Poor Americans are under even more extreme financial pressure lately, and that’s showing up in US companies’ sales.
For instance, check out this chart, which was including in an investor presentation US foods giant Kraft made earlier this week.
According these numbers, American visits to dollar stores have vastly outpaced traffic at other retailers over the last few years. It would be logical to think that this would be a good thing for those discount stores themselves. But things have been so rough for the poorest parts of America that low-income shoppers are increasingly shifting their purchases toward absolute necessities, such as low-margin food products. That’s hurt sales growth at discounters such as Family Dollar.

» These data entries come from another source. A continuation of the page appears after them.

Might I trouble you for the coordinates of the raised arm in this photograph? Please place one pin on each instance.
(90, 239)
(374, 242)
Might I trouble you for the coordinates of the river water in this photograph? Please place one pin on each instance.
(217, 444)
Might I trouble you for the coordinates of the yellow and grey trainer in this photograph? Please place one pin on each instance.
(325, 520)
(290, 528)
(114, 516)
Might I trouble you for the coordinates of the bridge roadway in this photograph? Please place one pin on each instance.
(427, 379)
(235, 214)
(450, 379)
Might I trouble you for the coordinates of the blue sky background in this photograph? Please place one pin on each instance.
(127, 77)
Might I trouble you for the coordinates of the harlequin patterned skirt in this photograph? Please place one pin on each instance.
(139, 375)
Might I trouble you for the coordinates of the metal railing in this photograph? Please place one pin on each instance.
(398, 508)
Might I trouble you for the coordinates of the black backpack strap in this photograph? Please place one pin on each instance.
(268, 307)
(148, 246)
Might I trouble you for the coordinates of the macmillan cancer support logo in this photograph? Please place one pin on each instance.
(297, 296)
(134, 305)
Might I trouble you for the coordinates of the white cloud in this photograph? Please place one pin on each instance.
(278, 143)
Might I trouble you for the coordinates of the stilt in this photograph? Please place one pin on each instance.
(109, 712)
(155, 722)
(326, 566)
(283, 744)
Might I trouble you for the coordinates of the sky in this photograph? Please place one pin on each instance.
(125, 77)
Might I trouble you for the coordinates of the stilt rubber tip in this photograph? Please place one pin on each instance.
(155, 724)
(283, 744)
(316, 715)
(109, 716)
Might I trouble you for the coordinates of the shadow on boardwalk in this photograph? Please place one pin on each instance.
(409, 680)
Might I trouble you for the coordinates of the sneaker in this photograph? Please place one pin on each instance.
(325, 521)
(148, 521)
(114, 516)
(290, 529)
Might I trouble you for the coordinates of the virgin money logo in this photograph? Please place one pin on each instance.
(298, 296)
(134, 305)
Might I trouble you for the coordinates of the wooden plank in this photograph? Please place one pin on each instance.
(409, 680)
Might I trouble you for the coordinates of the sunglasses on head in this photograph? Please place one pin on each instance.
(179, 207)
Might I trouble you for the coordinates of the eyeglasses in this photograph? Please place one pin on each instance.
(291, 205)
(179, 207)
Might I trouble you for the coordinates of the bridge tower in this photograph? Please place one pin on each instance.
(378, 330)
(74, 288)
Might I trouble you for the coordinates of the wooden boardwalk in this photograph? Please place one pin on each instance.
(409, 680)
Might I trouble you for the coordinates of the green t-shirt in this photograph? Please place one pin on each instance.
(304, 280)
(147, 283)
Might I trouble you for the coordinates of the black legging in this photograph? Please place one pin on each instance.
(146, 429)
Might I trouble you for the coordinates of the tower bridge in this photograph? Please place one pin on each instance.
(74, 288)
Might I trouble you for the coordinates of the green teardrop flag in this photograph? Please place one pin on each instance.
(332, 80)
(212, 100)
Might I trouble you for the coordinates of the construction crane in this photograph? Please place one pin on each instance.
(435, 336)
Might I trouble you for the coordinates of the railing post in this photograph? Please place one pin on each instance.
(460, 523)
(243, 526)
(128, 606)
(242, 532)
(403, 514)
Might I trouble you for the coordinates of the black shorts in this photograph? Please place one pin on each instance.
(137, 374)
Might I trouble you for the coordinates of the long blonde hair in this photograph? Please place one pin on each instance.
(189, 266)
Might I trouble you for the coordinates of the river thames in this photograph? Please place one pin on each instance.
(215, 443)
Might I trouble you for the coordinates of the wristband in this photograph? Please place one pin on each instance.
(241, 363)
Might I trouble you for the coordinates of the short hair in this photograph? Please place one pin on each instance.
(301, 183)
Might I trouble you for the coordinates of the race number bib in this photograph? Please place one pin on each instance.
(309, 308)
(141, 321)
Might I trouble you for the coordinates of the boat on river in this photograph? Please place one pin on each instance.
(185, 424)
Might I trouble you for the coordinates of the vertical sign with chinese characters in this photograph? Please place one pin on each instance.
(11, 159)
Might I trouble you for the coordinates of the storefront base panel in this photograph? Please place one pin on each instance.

“Our core lower-income customers have faced high unemployment levels, higher payroll taxes, and more recently reductions in government-assistance programs. All of these factors have resulted in incremental financial pressure and reduction in overall spend in the market,” said Family Dollar CEO Howard Levine, as part of his company’s post-earnings conference call.
Wal-Mart, the world’s biggest retailer, echoed those sentiments today in its post-earnings conference call. Shares of the retailer fell after Wal-Mart offered a weaker-than-expected fiscal year forecast. Executives noted that reductions in US government assistance programs, higher payroll taxes and what they described as tight credit conditions “will continue to weigh on our customers.”